My dad had updated his Windows 7 computer to Windows 10. But he said that he was getting frequent freezes and blue screens of death. Frequent as in two or three each day.
So he asked me to take a look.
My assumption with any blue screen of death is it was caused by either a) bad hardware or b) bad drivers. As much as Windows gets a bad rap for the blue screen of death, it’s very rare to get one on good hardware and a clean install. Most likely, there’s some misbehaving hardware or a buggy driver.
(Sure, there are bugs in the Microsoft drivers too, but troubleshooting is an exercise in optimisim. Fixing Microsoft’s mistakes isn’t really in our power, so just hope your blue screen isn’t a Microsoft bug. On the plus side, Microsoft is known to fix bugs every now and then, when you submit error reports and crash dumps).

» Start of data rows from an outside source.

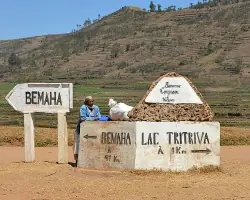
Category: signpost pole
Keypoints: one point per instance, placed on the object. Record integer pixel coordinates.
(29, 139)
(62, 138)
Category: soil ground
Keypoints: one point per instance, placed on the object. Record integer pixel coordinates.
(46, 180)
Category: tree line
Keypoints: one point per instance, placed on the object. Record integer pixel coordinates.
(199, 5)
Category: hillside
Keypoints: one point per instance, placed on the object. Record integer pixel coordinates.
(132, 47)
(132, 43)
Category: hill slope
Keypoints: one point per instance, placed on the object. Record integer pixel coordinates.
(134, 43)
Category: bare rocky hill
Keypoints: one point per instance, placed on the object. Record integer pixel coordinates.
(132, 44)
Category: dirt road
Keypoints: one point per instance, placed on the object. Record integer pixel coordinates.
(46, 180)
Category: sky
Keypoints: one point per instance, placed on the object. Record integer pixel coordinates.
(27, 18)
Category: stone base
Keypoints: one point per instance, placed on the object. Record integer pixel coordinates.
(176, 146)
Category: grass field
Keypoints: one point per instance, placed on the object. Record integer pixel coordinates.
(229, 100)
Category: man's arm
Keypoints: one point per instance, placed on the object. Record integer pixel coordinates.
(98, 112)
(83, 115)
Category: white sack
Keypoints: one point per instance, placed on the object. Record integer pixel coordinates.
(118, 111)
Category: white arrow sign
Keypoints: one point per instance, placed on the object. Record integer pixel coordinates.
(48, 98)
(41, 97)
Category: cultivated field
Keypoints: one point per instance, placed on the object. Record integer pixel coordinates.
(229, 100)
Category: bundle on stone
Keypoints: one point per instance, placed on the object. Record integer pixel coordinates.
(172, 97)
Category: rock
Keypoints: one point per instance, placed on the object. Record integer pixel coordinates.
(192, 109)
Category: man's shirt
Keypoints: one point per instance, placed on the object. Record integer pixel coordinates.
(87, 115)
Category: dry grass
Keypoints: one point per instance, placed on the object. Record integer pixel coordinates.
(13, 136)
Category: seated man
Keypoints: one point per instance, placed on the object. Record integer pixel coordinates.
(88, 112)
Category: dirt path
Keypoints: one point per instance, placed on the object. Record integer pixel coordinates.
(46, 180)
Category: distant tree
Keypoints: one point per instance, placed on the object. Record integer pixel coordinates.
(14, 62)
(159, 8)
(87, 22)
(152, 6)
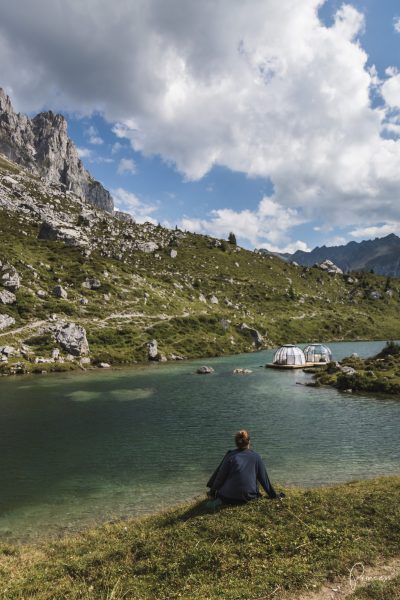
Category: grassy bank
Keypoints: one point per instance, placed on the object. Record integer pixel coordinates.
(257, 551)
(193, 294)
(378, 374)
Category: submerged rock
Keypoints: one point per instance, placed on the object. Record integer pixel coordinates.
(205, 370)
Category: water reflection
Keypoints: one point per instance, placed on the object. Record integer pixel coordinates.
(75, 449)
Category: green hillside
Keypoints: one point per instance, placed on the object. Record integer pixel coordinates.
(259, 551)
(193, 303)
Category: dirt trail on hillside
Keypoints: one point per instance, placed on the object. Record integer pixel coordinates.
(359, 576)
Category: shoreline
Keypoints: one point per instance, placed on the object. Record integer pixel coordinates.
(74, 367)
(263, 549)
(165, 508)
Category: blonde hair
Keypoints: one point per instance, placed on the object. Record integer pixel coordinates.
(242, 439)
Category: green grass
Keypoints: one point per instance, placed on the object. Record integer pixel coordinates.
(378, 590)
(379, 374)
(245, 552)
(284, 302)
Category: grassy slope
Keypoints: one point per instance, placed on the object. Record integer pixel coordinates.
(236, 552)
(284, 302)
(377, 374)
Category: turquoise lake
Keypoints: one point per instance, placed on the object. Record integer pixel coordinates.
(83, 448)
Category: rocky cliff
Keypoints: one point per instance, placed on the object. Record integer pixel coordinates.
(42, 145)
(381, 255)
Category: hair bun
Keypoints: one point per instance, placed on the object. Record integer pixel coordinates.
(242, 438)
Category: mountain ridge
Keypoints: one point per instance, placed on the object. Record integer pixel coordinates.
(381, 255)
(42, 146)
(80, 288)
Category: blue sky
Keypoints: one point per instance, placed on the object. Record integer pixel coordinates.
(283, 129)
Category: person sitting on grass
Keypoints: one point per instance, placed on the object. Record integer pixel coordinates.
(235, 480)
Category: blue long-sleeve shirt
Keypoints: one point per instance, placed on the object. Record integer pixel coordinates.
(236, 477)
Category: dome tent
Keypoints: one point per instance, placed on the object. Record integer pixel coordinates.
(289, 356)
(317, 353)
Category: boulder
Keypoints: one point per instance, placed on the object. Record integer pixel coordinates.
(10, 278)
(7, 297)
(124, 217)
(330, 267)
(6, 321)
(55, 355)
(147, 247)
(348, 370)
(72, 338)
(375, 295)
(255, 334)
(175, 357)
(91, 283)
(205, 370)
(71, 236)
(152, 350)
(59, 292)
(7, 350)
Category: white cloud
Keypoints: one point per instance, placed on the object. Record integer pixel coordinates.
(116, 147)
(261, 87)
(84, 152)
(126, 165)
(377, 231)
(130, 203)
(93, 136)
(266, 226)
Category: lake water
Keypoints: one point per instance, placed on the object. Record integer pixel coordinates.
(77, 449)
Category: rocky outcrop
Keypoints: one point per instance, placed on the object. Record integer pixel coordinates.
(125, 217)
(71, 236)
(72, 338)
(153, 352)
(9, 278)
(330, 267)
(147, 247)
(59, 292)
(6, 321)
(42, 145)
(255, 334)
(91, 283)
(7, 297)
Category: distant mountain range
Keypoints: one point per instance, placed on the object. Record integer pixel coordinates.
(382, 255)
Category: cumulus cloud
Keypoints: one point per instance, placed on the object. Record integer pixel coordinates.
(93, 136)
(126, 165)
(261, 87)
(266, 226)
(84, 152)
(130, 203)
(377, 231)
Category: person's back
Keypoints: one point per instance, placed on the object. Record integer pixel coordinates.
(236, 478)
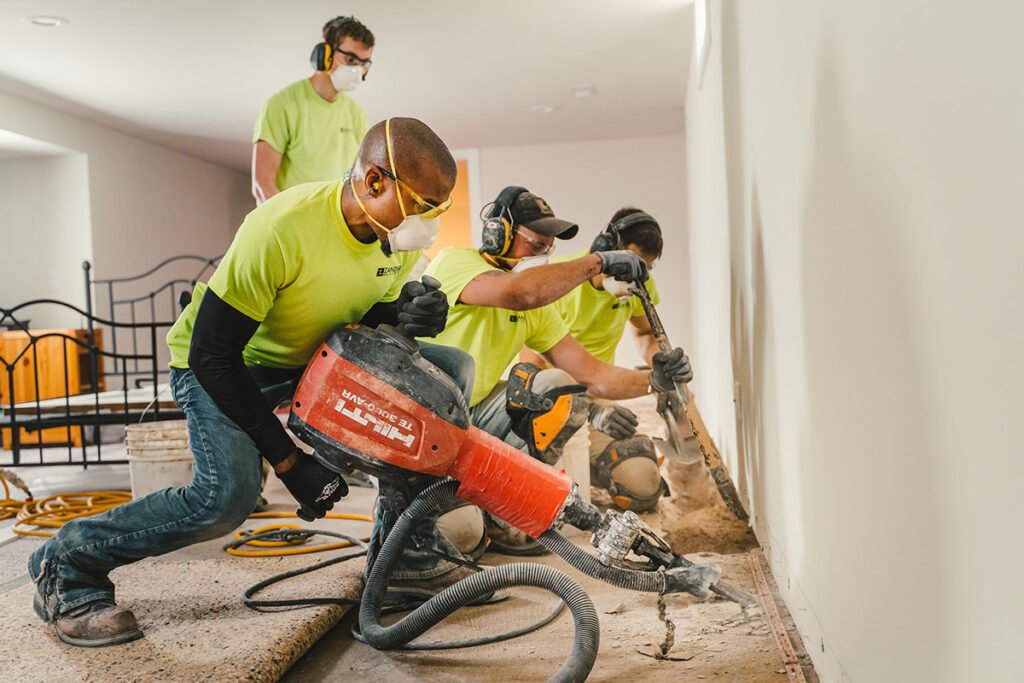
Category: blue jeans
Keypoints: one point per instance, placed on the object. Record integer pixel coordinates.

The technical name for a Blue Screen of Death is a Bug Check. A bug check is when Windows realises something has gone so horribly wrong on your computer that it can’t keep running. So, with as little fuss as it can manage, it kills itself and restarts.
This is actually a good thing. Because if it blindly kept running, it might do something very unexpected (and also very stupid). Unexpected like destroying the files on your disk. Stupid like calculate your employees’ pay cheque wrong. Or both, like damaging the million dollar industrial control equipment attached to the computer.
Rather than doing something really bad, Windows just stops. Which is terribly inconvenient, but better than finding your family photos, financial records and university thesis are gone.
The first step in troubleshooting is to get a memory dump.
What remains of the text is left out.